Masters Theses

Date of Award

6-1979

Degree Type

Thesis

Degree Name

Master of Science

Major

Food Science and Technology

Major Professor

Betty L. Beach

Committee Members

Charles A. Chance, Louis A. Ehrcke, Marjorie P. Penfield

Abstract

A model for establishing content validity and interrater reliability for performance evaluation instruments (Fiedler et al., 1979) was examined for applicability in another situation. A Class Presentation Evaluation Instrument was developed for testing the model. The model steps included: 1. examining the evaluation instrument for content validity; 2. revising the instrument to establish content validity; 3. viewing and evaluating a standardized situation for establishment of interrater reliability; 4. calculating item variance and item rateability; 5. calculating intraclass correlation scores; 6. revising the instrument to establish item variance and intraclass correlation at predetermined levels; 7. implementing the instrument; and 8. reviewing the instrument periodically.

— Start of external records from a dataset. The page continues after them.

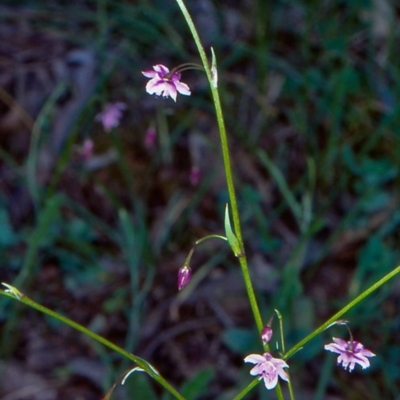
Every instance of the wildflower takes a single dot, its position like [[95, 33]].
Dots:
[[164, 83], [266, 334], [268, 368], [184, 275], [111, 115], [350, 353], [150, 137]]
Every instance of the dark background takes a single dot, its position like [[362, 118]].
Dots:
[[310, 91]]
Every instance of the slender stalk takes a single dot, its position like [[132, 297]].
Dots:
[[247, 389], [228, 175], [15, 294], [340, 313], [227, 165]]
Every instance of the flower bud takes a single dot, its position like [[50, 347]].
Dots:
[[266, 334], [184, 275]]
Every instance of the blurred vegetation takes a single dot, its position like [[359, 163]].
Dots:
[[310, 91]]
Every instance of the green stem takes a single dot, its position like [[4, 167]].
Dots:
[[340, 313], [15, 294], [227, 165]]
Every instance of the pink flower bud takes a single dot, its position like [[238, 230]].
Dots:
[[266, 334], [184, 275]]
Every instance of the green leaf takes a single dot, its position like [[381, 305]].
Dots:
[[242, 341], [139, 387]]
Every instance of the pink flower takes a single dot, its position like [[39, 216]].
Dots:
[[350, 353], [162, 83], [268, 368], [150, 138], [195, 175], [85, 150], [111, 115], [184, 275]]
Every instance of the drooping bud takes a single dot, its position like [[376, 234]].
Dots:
[[266, 334], [184, 275], [150, 138]]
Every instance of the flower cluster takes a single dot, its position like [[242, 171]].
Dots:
[[269, 368]]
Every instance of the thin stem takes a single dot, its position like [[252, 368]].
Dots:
[[340, 313], [227, 165], [247, 389], [228, 174], [203, 239], [15, 294]]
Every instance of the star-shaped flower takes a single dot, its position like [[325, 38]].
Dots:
[[268, 368], [163, 83], [350, 353]]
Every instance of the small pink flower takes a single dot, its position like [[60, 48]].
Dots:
[[350, 353], [266, 334], [162, 83], [111, 115], [268, 368], [184, 275], [194, 176], [150, 138]]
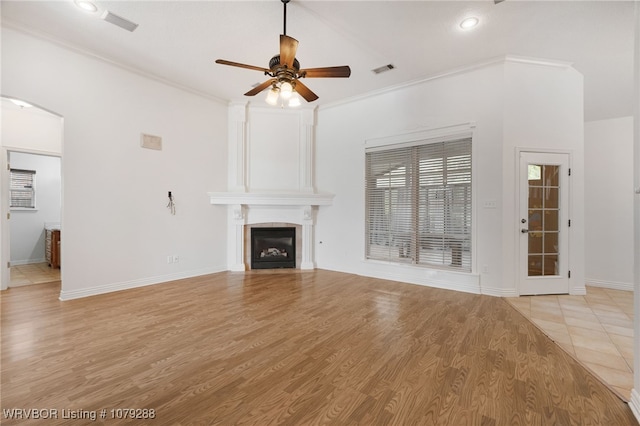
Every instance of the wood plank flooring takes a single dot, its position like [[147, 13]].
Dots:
[[294, 349]]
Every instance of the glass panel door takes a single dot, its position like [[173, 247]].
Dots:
[[543, 223]]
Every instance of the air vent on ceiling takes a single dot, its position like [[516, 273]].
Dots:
[[383, 68], [119, 21]]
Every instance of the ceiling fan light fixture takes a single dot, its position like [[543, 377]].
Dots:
[[286, 90], [272, 96], [295, 100], [469, 23]]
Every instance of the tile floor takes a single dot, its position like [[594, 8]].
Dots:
[[33, 273], [596, 329]]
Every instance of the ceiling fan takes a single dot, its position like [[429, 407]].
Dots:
[[284, 70]]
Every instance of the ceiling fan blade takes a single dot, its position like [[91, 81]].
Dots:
[[237, 64], [260, 88], [305, 92], [343, 71], [288, 48]]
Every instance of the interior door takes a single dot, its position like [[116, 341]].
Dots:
[[544, 223]]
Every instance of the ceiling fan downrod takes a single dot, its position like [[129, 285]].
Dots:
[[284, 2]]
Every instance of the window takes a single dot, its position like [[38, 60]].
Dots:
[[22, 189], [418, 204]]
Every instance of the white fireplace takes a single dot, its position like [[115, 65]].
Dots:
[[271, 177]]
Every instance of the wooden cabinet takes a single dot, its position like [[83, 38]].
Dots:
[[52, 247]]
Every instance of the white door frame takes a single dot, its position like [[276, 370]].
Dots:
[[557, 284]]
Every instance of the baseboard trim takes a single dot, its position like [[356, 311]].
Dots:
[[610, 284], [127, 285], [444, 279], [635, 403], [27, 262]]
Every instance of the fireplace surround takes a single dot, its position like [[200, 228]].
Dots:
[[270, 179], [273, 247], [246, 209]]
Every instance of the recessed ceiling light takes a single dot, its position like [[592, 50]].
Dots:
[[469, 23], [86, 6]]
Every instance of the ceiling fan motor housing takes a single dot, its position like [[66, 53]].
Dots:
[[275, 61]]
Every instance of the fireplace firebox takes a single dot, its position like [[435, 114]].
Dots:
[[273, 248]]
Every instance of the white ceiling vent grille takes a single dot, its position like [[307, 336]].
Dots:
[[119, 21], [383, 68], [151, 142]]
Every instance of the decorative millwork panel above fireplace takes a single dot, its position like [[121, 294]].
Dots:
[[271, 178]]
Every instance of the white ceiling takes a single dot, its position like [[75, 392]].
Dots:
[[178, 41]]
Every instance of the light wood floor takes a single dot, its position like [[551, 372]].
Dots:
[[293, 348]]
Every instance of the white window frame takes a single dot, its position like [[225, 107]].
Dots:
[[22, 182], [423, 244]]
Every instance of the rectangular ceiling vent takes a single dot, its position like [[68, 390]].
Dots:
[[151, 142], [384, 68], [119, 21]]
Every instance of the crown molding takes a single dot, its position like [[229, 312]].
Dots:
[[12, 25]]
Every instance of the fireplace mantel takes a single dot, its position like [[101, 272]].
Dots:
[[247, 208], [271, 198], [271, 176]]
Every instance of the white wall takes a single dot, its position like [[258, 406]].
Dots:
[[608, 203], [30, 129], [117, 229], [489, 96], [27, 226]]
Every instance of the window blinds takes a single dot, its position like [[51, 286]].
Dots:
[[22, 188], [418, 204]]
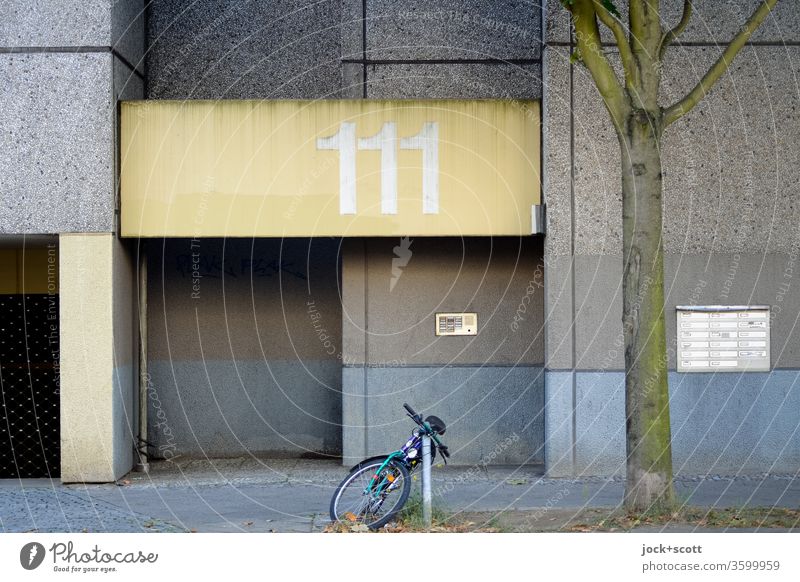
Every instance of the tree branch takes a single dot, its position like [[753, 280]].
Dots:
[[682, 107], [587, 36], [669, 37], [625, 52]]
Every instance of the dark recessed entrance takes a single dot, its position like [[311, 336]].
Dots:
[[29, 363]]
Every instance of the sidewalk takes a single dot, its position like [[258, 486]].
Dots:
[[293, 496]]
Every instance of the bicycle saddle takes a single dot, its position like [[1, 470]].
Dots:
[[437, 424]]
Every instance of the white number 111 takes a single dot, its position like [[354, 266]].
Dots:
[[344, 140]]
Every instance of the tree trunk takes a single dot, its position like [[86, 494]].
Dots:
[[649, 453]]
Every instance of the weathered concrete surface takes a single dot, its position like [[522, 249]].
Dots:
[[56, 160], [294, 496], [494, 414], [96, 358], [214, 49]]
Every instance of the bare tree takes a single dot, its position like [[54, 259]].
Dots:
[[639, 121]]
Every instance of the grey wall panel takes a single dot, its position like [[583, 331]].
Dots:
[[56, 160], [456, 81], [498, 278], [559, 409], [723, 424], [213, 49], [712, 279], [556, 22], [558, 309], [128, 30], [442, 29], [557, 151], [731, 176], [483, 407], [599, 342], [55, 23], [355, 417]]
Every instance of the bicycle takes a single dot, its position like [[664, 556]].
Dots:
[[378, 487]]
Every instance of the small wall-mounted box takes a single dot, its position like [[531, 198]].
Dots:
[[456, 324], [723, 338]]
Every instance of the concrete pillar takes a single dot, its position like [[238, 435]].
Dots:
[[97, 358]]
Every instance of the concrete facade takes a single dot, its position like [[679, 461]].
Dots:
[[63, 66], [731, 237], [488, 387], [97, 365]]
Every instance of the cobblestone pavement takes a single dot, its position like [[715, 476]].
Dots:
[[293, 496]]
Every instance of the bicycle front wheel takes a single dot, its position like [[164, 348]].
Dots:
[[370, 495]]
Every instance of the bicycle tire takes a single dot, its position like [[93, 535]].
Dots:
[[355, 483]]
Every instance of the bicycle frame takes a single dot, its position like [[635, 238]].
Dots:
[[413, 443]]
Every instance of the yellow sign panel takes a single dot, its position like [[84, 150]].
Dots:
[[328, 168]]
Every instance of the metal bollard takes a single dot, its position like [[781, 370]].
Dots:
[[426, 481]]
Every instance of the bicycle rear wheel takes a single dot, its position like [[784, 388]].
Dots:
[[353, 503]]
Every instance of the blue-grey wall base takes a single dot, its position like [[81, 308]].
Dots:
[[722, 424], [495, 415]]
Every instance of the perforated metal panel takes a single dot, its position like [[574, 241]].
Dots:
[[29, 394]]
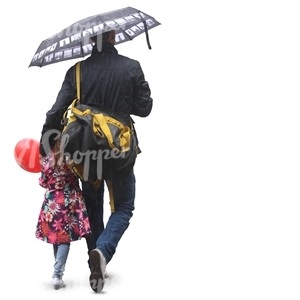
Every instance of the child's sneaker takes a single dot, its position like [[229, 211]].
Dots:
[[98, 265], [58, 283]]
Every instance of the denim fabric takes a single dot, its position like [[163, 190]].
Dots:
[[106, 238], [61, 252]]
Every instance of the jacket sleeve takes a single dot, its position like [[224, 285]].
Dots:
[[54, 116], [142, 101]]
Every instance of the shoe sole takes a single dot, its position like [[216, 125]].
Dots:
[[97, 277]]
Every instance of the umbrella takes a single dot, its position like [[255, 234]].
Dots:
[[75, 40]]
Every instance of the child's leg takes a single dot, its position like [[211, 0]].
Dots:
[[61, 252]]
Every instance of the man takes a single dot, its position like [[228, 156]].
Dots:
[[117, 83]]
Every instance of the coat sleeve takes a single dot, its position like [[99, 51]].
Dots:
[[142, 101], [54, 116]]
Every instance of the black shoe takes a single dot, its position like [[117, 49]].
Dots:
[[98, 264]]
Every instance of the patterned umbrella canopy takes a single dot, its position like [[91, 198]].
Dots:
[[75, 40]]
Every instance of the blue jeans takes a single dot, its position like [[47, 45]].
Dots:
[[61, 252], [106, 238]]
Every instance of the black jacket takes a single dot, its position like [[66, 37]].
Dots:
[[107, 79]]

Nine dietetic educators with 56.6 years of experience teaching dietetic students, interns, and trainees were selected for the panel of experts. The panel had a total of 32.1 years teaching with the Coordinated Undergraduate Program in Dietetics at The University of Tennessee, Knoxville.

The Class Presentation Evaluation Instrument was developed after the panel selected a format and distinguished between essential and non-essential evaluation criteria. The format selected was similar to an instrument used currently by the program. A prioritized list of 37 behavior statements and frequency of written comments on past presentation evaluations indicated essential evaluation criteria. The instrument had sixteen evaluation items in nine categories. The categories were: planning and organization, introduction, body of presentation, summary, overall presentation, instructional aids, nonverbal communication, and verbal communication. The first seven categories listed behavior indicators under each and was rated with four graduated narrative descriptors with columns for checking "not applicable" and "not observable" and for writing comments. The last two categories had four and five behavior indicators, respectively, that were rated on a dichotomous scale and had the same columns.

The panel determined content validity by examining each evaluation category and descriptor for clarity, word choice, implied meanings, and consistency with identified competencies. The scale extremes were realistic and attainable by all students. Final content validity was established concurrently when interrater reliability was achieved.

The procedure Fiedler et al. (1979) used for calculating item variance and intraclass correlation, an estimate for interrater reliability, was followed and completed during each trial. Further comparisons of intraclass correlation scores were made by separating rating scales and omitting "not applicable" and "not observable" responses. Statistical Analysis System (Barr et al., 1976) was selected for determining the mean squares.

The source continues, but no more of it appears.